Single by Trisha Yearwood

from the album Trisha Yearwood
- B-side: "Victim of the Game"
- Released: March 13, 1991
- Recorded: 1990
- Studio: Sound Emporium (Nashville, Tennessee)
- Genre: Country
- Length: 4:08
- Label: MCA
- Songwriter: Jon Ims
- Producer: Garth Fundis

Trisha Yearwood singles chronology
|  | "She's in Love with the Boy" (1991) | "Like We Never Had a Broken Heart" (1991) |

= She's in Love with the Boy =

"She's in Love with the Boy" is a song by American country music artist Trisha Yearwood. It was written by Jon Ims and was released on March 13, 1991, as her debut single, as well as the first single from her self-titled debut album. The song reached number one on the Billboard U.S. Hot Country Singles & Tracks chart and was the first of five number ones on the country chart for Yearwood.

==Content==
The song is an upbeat ballad about a teenage couple named Katie and Tommy in a small town becoming betrothed. Katie's father does not approve of their relationship, and after the couple returns home late after a date, he angrily confronts them.
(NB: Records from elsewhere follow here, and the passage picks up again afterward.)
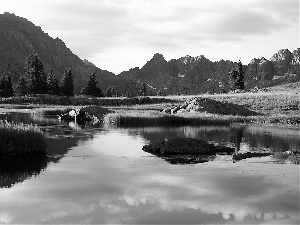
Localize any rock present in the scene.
[143,138,234,155]
[58,106,111,121]
[164,97,257,116]
[162,108,171,114]
[232,152,271,161]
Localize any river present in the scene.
[0,113,300,224]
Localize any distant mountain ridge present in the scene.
[0,13,123,91]
[0,13,300,94]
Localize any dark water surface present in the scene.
[0,113,300,224]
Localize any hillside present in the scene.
[119,48,300,94]
[0,13,300,94]
[0,13,127,92]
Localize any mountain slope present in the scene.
[0,13,117,92]
[0,13,300,94]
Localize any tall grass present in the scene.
[103,110,252,126]
[103,110,300,126]
[0,120,47,156]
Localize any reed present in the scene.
[0,121,47,156]
[103,110,300,127]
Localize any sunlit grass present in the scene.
[0,120,47,156]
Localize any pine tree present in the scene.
[105,85,116,97]
[82,72,103,97]
[47,69,60,95]
[236,60,244,90]
[139,83,147,96]
[61,69,74,97]
[25,55,48,94]
[0,75,14,97]
[17,76,29,96]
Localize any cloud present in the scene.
[3,0,299,70]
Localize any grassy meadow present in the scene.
[0,120,47,156]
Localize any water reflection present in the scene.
[120,124,300,155]
[0,113,300,224]
[0,156,48,188]
[0,113,100,188]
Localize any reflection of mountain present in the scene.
[116,124,300,155]
[0,156,48,188]
[0,120,93,188]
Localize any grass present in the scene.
[103,110,300,126]
[104,110,253,126]
[0,121,47,156]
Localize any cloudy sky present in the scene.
[0,0,299,73]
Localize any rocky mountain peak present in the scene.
[292,48,300,65]
[270,49,292,62]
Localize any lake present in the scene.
[0,113,300,224]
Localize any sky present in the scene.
[0,0,299,74]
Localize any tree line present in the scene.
[0,55,149,97]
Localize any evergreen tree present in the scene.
[17,77,29,96]
[82,72,103,97]
[0,75,14,97]
[228,70,238,91]
[228,60,244,91]
[139,83,147,96]
[105,85,116,97]
[61,69,74,97]
[47,69,60,95]
[236,60,244,90]
[25,55,48,94]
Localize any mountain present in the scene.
[119,48,300,94]
[0,13,128,92]
[0,13,300,95]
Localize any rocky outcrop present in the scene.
[270,49,292,76]
[58,106,111,121]
[143,138,234,155]
[163,97,257,116]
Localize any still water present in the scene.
[0,113,300,224]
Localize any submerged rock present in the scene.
[58,106,110,121]
[163,97,257,116]
[143,138,234,155]
[232,152,271,161]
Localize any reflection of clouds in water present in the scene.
[99,171,297,222]
[0,212,13,224]
[0,127,299,224]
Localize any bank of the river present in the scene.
[0,87,300,127]
[0,121,47,157]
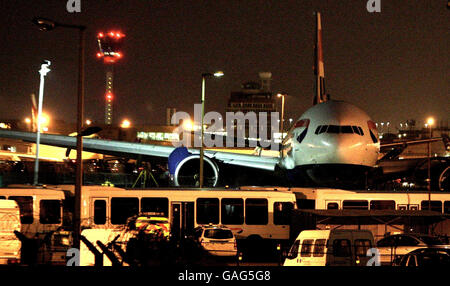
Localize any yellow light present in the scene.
[40,113,50,126]
[214,71,224,77]
[120,119,131,128]
[183,119,194,131]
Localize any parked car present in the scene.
[284,229,375,266]
[194,225,237,256]
[396,248,450,267]
[127,212,170,239]
[0,200,22,264]
[377,234,450,265]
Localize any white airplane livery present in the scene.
[279,100,380,169]
[0,13,439,188]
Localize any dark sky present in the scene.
[0,0,450,130]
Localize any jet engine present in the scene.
[168,147,219,187]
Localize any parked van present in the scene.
[284,229,375,266]
[0,200,22,264]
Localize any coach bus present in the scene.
[0,186,65,239]
[77,186,295,240]
[291,188,450,214]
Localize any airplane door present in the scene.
[170,202,194,239]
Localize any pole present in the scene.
[200,75,206,188]
[280,94,285,140]
[73,26,85,249]
[33,61,50,186]
[427,124,432,211]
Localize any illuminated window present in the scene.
[9,196,33,224]
[221,199,244,224]
[197,198,219,224]
[111,198,139,224]
[245,199,269,225]
[300,239,314,257]
[141,198,169,217]
[39,200,61,224]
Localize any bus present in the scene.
[291,188,450,214]
[81,186,296,240]
[0,186,65,239]
[291,188,450,240]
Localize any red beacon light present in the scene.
[106,92,113,100]
[97,31,125,64]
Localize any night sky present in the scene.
[0,0,450,130]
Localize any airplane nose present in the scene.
[327,134,366,165]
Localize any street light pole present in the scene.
[200,74,208,188]
[427,117,434,211]
[199,71,223,188]
[73,26,86,249]
[32,18,86,249]
[277,93,286,140]
[33,60,51,186]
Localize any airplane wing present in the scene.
[0,130,278,170]
[379,136,448,162]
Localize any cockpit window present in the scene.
[367,120,378,143]
[358,126,364,136]
[327,125,339,133]
[352,126,361,135]
[297,128,308,143]
[314,125,323,134]
[314,125,364,136]
[341,125,353,133]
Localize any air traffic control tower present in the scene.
[97,31,125,125]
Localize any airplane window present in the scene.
[327,125,339,134]
[352,126,361,135]
[341,125,353,134]
[314,125,323,134]
[358,126,364,136]
[319,125,328,134]
[369,129,378,143]
[297,128,308,143]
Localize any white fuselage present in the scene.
[279,100,380,169]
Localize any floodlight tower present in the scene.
[97,31,125,125]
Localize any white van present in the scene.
[284,229,375,266]
[0,200,22,264]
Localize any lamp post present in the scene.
[277,93,287,140]
[427,117,434,211]
[33,60,51,186]
[199,71,224,188]
[32,18,86,249]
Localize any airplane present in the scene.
[0,13,441,188]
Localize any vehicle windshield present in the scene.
[419,236,445,245]
[205,229,233,239]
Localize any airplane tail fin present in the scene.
[442,134,450,151]
[313,12,328,105]
[30,93,38,132]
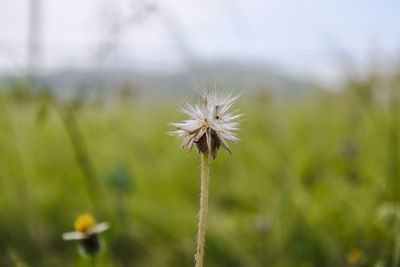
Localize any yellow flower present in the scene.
[74,213,96,233]
[62,213,110,240]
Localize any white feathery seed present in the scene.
[168,91,243,159]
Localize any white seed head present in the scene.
[168,92,243,159]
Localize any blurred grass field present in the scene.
[0,74,400,267]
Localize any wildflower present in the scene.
[168,92,243,159]
[62,214,110,257]
[168,92,242,267]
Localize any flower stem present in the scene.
[195,151,210,267]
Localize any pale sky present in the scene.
[0,0,400,79]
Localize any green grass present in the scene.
[0,83,400,267]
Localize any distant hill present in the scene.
[1,62,309,100]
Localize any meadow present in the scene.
[0,72,400,267]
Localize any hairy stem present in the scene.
[196,151,210,267]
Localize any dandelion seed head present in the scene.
[168,91,243,159]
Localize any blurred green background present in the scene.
[0,69,400,267]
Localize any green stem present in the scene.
[196,152,210,267]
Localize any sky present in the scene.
[0,0,400,80]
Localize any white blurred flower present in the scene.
[62,214,110,240]
[168,92,243,159]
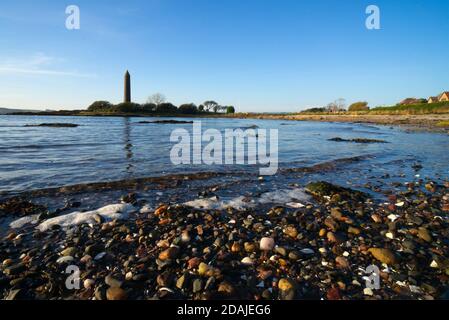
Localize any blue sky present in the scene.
[0,0,449,112]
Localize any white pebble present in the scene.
[260,238,275,251]
[83,279,95,289]
[242,257,254,266]
[363,288,374,296]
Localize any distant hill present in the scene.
[0,108,39,114]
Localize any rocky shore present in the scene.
[0,181,449,300]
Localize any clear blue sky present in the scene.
[0,0,449,112]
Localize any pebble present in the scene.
[284,226,298,239]
[368,248,398,265]
[159,247,179,261]
[278,278,296,300]
[56,256,75,264]
[363,288,374,296]
[60,247,76,257]
[418,227,432,242]
[242,257,254,266]
[260,238,274,251]
[83,279,95,289]
[106,287,127,300]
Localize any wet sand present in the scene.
[226,113,449,133]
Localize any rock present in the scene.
[159,247,179,261]
[83,279,95,289]
[154,205,168,217]
[193,279,203,293]
[288,251,300,261]
[156,271,175,287]
[106,288,128,300]
[231,242,241,253]
[187,257,201,269]
[198,262,210,276]
[2,259,13,268]
[3,263,26,276]
[275,247,287,257]
[218,281,235,295]
[319,229,327,238]
[331,208,343,220]
[335,257,349,269]
[260,238,275,251]
[5,289,22,301]
[176,273,187,290]
[94,285,107,300]
[348,227,361,236]
[368,248,399,265]
[371,214,382,223]
[80,254,92,264]
[324,217,338,232]
[326,287,341,301]
[306,181,368,201]
[181,230,192,243]
[60,247,76,257]
[284,226,298,239]
[278,278,296,300]
[327,232,345,244]
[363,288,374,296]
[104,275,123,288]
[243,242,257,253]
[418,227,432,242]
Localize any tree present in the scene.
[203,100,219,112]
[142,103,157,112]
[147,93,167,106]
[178,103,198,114]
[115,102,141,113]
[326,98,346,112]
[348,101,369,111]
[155,102,178,114]
[87,101,114,112]
[226,106,235,114]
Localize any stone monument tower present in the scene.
[123,70,131,103]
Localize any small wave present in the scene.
[0,143,117,151]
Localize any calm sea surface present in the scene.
[0,116,449,194]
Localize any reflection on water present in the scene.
[0,116,449,193]
[123,117,134,176]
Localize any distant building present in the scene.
[427,91,449,103]
[438,91,449,102]
[123,70,131,103]
[398,98,427,106]
[427,97,440,103]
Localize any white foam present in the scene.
[37,203,135,232]
[184,188,310,210]
[9,214,39,229]
[184,197,254,210]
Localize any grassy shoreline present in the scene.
[6,106,449,133]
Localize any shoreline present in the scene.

But Katie's mother comes to their defense, pointing out to Katie's father that they were no different from Katie and Tommy when they were teenagers and how her own father disapproved of the relationship, but she married him anyway and that Katie will do the same with Tommy.

==Personnel==
Credits are adapted from the liner notes of Trisha Yearwood.
- Bobby All – acoustic guitar
- Eddie Bayers – drums
- Paul Franklin – steel guitar
- Garth Fundis – backing vocals
- Rob Hajacos – fiddle
- Brent Mason – electric guitar
- Dave Pomeroy – bass guitar
- Matt Rollings – piano
- Trisha Yearwood – lead and backing vocals

==Critical reception==
In 2014, Rolling Stone ranked the song at #129 on its 200 Greatest Country Songs of All Time ranking.

==Music video==
The music video was directed by Marc Ball and premiered in early 1991. It takes place on a farm and it shows some farm animals moving to the music and it shows shots of a pre-teen couple, a young adult couple, and an elderly couple, along with Yearwood sitting on a stool singing.

==Chart positions==

| Chart (1991) | Peak position |
|---|---|
| Canada Country Tracks (RPM) | 1 |
| US Hot Country Songs (Billboard) | 1 |

===Year-end charts===

| Chart (1991) | Position |
|---|---|
| Canada Country Tracks (RPM) | 14 |
| US Country Songs (Billboard) | 18 |

== Certifications ==

| Region | Certification | Certified units/sales |
| United States (RIAA) | 2× Platinum | 2,000,000^{‡} |
^{‡} Sales+streaming figures based on certification alone.